Google’s Compute Engine cloud service was more or less out of action during an incident lasting around two hours and 40 minutes on Thusday 19 February, thanks to a failure of its routing tables. The search giant has applied a fix that should prevent a repeat performance while it pins down the underlying cause.
From late on Wednesday (PST), the Google Compute Engine virtual network stopped updating routing information. Outgoing traffic gradually declined and the majority of the service was down early on Thursday, as the system’s cached routes expired. The service is running normally as we write, and Google has extended the lifetime of the cache to stop the event happening again.
Google apology
“We consider GCE’s availability over the last 24 hours to be unacceptable, and we apologise if your service was affected by this outage,” said a Google Cloud Platform statement. “Today we are completely focused on addressing the incident and its root causes, so that this problem or other hypothetical similar problems cannot recur in the future.”
Google says the Compute Engine instances all continued running; they just rapidly lost the ability to talk to anything outside their own private networks. The problem started when outbound traffic from Google Compute Engine instances went down by ten percent late on Wednesday. This level grew rapidly until the majority of traffic was out (70 percent), for 40 minutes, straddling midnight, Eastern US time. Normal traffic had resumed by 01:20, Google says.
The root cause is apparently still unknown. Google says “the internal software system which programs GCE’s virtual network for VM egress traffic stopped issuing updated routing information,” but the cause of the problem is “still under active investigation”.
The Compute Engine virtual machines could still communicate using cached route information, but this gradually decayed as the cache entries expired. Google engineers spotted the problem, and decided that reloading the route information would fix it. “They were able to force a reload to fix the networking approximately 60 minutes after the issue was identified and well before all entries had expired,” says Google.

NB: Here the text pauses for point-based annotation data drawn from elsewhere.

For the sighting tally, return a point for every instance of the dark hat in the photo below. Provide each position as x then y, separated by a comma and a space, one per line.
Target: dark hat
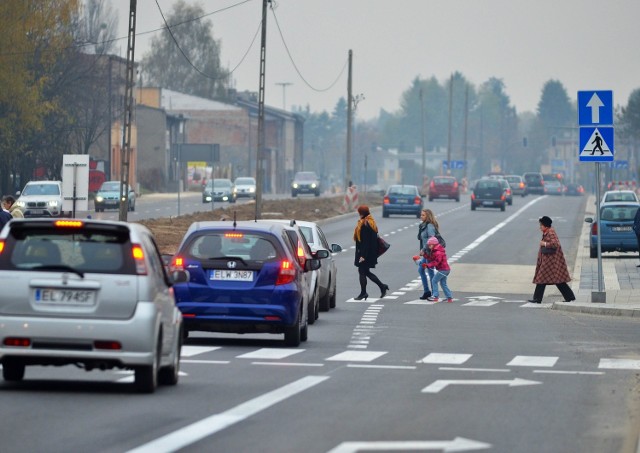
363, 210
545, 221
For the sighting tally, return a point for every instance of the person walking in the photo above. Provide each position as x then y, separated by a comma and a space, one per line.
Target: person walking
439, 266
366, 237
9, 203
426, 229
551, 266
636, 229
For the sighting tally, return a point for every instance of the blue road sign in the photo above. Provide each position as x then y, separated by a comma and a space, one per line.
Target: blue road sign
596, 144
595, 108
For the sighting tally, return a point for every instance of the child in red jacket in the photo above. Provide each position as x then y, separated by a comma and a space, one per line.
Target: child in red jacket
437, 260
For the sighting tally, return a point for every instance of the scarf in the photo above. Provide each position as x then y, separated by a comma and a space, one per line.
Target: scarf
368, 220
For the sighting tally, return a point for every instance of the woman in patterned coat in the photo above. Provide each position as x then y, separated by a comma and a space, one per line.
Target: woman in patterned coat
551, 268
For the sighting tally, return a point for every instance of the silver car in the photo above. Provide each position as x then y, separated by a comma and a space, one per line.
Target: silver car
90, 293
328, 272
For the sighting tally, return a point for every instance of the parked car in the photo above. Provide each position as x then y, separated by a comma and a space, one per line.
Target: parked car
218, 190
488, 193
245, 277
619, 195
615, 224
574, 189
534, 181
444, 187
88, 293
553, 187
517, 184
328, 272
402, 199
245, 187
108, 197
306, 182
41, 199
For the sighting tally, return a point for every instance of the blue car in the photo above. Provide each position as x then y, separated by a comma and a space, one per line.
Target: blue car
616, 232
402, 199
244, 277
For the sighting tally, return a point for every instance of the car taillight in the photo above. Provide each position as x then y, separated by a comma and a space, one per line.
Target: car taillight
177, 264
138, 257
287, 273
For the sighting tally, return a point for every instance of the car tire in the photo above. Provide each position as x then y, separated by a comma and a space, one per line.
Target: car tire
170, 375
146, 376
12, 369
292, 334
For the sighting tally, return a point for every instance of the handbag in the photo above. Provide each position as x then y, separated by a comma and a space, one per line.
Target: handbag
383, 246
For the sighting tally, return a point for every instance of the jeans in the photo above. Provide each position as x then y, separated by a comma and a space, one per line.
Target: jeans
440, 277
423, 272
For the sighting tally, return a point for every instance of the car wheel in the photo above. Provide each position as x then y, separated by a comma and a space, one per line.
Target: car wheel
12, 370
169, 375
292, 334
146, 376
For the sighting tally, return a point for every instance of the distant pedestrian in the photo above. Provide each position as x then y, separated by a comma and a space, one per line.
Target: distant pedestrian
551, 266
437, 263
9, 203
366, 237
636, 229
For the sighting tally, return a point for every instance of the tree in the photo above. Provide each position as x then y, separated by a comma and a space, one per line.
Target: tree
185, 57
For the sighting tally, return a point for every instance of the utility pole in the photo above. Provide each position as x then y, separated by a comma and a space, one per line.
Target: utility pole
449, 134
128, 115
284, 86
260, 150
349, 120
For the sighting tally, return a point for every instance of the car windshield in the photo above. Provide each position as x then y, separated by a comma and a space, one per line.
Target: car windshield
619, 213
41, 189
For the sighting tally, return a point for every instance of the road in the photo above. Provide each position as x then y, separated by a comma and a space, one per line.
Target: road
487, 372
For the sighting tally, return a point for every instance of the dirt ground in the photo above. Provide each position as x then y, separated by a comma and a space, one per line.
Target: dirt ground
169, 231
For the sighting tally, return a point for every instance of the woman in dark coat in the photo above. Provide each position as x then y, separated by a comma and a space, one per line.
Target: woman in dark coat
551, 268
366, 237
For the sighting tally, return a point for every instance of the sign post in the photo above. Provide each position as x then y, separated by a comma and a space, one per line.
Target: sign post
595, 118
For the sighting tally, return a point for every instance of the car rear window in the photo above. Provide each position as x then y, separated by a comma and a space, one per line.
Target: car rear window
83, 250
221, 245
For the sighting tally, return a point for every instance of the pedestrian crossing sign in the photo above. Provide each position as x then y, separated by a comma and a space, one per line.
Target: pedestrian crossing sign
596, 144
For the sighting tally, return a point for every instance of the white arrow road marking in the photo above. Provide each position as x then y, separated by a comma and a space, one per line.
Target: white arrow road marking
594, 104
440, 384
208, 426
457, 444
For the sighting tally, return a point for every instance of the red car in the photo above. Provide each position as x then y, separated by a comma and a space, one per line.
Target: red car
444, 187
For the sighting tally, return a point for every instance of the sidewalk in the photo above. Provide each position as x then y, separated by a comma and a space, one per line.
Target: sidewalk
621, 280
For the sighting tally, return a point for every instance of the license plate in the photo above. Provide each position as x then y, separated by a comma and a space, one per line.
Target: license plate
49, 296
232, 275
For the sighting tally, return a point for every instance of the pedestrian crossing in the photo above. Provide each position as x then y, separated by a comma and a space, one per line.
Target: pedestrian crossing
207, 355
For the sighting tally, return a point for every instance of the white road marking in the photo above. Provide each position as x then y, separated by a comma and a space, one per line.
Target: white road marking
208, 426
534, 361
270, 353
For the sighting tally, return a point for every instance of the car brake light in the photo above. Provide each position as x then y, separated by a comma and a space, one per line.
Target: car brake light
138, 256
287, 273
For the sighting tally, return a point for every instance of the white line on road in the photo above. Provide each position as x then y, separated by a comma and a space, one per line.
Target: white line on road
206, 427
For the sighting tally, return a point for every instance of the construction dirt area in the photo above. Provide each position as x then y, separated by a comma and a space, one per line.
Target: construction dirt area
169, 231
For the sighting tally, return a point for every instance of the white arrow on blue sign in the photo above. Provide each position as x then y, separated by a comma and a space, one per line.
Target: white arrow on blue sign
595, 108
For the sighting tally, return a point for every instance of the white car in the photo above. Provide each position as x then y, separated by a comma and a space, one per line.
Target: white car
41, 199
245, 186
328, 272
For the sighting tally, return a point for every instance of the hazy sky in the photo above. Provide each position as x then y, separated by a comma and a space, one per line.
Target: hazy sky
585, 44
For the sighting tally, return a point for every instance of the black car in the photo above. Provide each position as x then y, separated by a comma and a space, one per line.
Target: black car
488, 193
534, 181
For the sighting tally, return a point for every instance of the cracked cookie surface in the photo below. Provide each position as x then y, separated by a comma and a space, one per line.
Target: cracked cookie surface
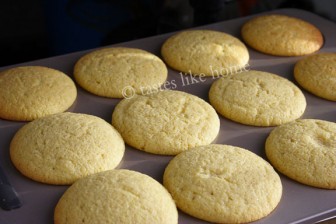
223, 184
167, 122
116, 196
31, 92
317, 74
257, 98
282, 35
61, 148
205, 52
305, 150
108, 71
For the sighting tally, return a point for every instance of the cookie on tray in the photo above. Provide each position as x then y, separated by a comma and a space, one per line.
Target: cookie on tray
61, 148
257, 98
30, 92
305, 150
166, 123
117, 72
223, 184
317, 74
205, 52
116, 196
282, 35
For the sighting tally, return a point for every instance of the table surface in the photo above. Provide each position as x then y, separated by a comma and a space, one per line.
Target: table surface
299, 203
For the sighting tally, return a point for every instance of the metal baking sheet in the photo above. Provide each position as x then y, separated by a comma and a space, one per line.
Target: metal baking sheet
299, 203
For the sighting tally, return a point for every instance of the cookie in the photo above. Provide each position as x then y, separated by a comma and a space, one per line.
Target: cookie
109, 72
166, 123
281, 35
317, 74
61, 148
30, 92
116, 196
223, 184
305, 150
257, 98
205, 52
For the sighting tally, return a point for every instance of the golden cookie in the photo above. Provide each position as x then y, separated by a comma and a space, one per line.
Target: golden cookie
31, 92
257, 98
317, 74
109, 72
223, 184
305, 150
61, 148
116, 196
205, 52
167, 122
282, 35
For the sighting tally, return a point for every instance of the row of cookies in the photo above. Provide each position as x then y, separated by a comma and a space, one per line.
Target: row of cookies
185, 103
109, 71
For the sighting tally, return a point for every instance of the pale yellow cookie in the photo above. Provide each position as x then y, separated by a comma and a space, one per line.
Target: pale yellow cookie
205, 52
116, 196
167, 122
61, 148
118, 71
281, 35
317, 74
223, 184
31, 92
257, 98
305, 150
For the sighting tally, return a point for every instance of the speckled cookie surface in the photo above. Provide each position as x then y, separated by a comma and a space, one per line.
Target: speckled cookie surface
117, 196
305, 150
61, 148
257, 98
282, 35
205, 52
223, 184
109, 72
317, 74
167, 122
31, 92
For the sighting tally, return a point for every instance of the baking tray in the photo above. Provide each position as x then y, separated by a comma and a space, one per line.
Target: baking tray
299, 203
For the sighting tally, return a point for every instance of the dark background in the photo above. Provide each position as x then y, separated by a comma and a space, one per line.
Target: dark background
34, 29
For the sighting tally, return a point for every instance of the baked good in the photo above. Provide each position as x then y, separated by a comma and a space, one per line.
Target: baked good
257, 98
167, 122
317, 74
281, 35
117, 72
116, 196
205, 53
305, 150
61, 148
30, 92
223, 184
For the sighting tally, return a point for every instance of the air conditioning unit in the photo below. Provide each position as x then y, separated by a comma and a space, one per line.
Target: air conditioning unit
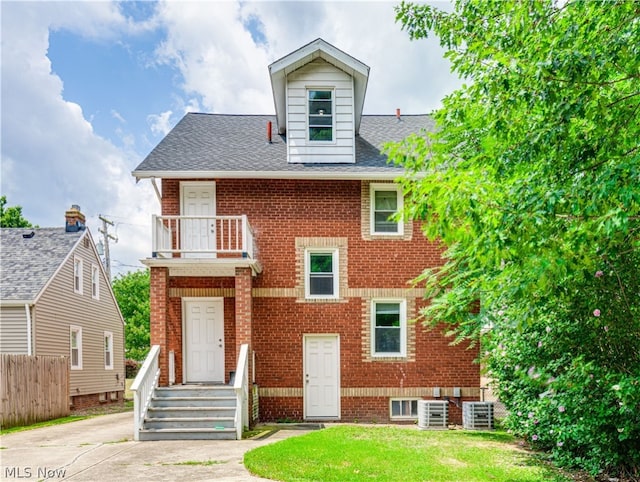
432, 414
477, 415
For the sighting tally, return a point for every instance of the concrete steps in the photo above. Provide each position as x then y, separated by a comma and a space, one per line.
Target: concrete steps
191, 413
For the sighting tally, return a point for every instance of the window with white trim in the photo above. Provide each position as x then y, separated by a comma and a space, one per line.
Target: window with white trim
77, 275
406, 408
321, 273
386, 202
75, 343
389, 328
320, 103
108, 350
95, 282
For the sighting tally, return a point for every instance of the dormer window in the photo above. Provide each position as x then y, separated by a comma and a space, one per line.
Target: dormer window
320, 115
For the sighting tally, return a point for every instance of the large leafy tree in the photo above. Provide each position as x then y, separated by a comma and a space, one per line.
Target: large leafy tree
11, 216
132, 293
532, 180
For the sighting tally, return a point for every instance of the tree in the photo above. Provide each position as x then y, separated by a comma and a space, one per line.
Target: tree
132, 293
11, 217
532, 181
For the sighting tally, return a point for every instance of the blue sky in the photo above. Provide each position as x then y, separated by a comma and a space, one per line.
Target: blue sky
89, 88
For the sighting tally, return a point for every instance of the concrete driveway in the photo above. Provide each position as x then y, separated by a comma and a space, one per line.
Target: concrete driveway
102, 448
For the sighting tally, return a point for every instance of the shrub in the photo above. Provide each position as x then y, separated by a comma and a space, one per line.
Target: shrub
572, 380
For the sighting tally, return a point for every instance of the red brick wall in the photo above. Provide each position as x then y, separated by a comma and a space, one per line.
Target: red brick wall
279, 211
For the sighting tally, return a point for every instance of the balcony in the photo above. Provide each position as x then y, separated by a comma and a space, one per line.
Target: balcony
193, 242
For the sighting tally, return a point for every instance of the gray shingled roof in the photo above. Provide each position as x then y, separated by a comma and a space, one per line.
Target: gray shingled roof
27, 264
205, 143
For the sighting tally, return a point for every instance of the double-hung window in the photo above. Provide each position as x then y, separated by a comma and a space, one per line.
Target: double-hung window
77, 275
386, 202
76, 347
389, 328
320, 103
321, 270
108, 350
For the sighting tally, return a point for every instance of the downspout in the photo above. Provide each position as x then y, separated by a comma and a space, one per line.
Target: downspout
29, 344
155, 188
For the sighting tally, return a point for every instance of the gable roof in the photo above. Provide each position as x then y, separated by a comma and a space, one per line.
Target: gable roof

Google doesn’t know why the routes stopped updating, or whether it will happen again, until it pins down the cause. But we can be pretty sure any repeat won’t have the same impact, because Google has already applied an admirably quick-simple-and-obvious fix: the routing cache lifespan has been increased from several hours to a week, which gives Google enough time to push out new route information by hand.
Google has previously been one of the most reliable cloud services, according to CloudHarmony, with one hour’s downtime in the last twelve months.
Limited outages are actually relatively common according to application monitoring firm Dynatrace, which runs an Outage Analyzer showing cloud outages in real time, and is keen to warn business users that any cloud contract is vulnerable.
“This is a prime example of the role third-parties play in businesses’ digital strategies, and the vulnerabilities they face if they do not have the ability to detect and respond immediately to ensure their end users are not impacted,” said David Jones, Dynatrace’s digital performance expert. Jones suggests users should have monitoring to see that cloud providers meet their service level agreements (SLAs).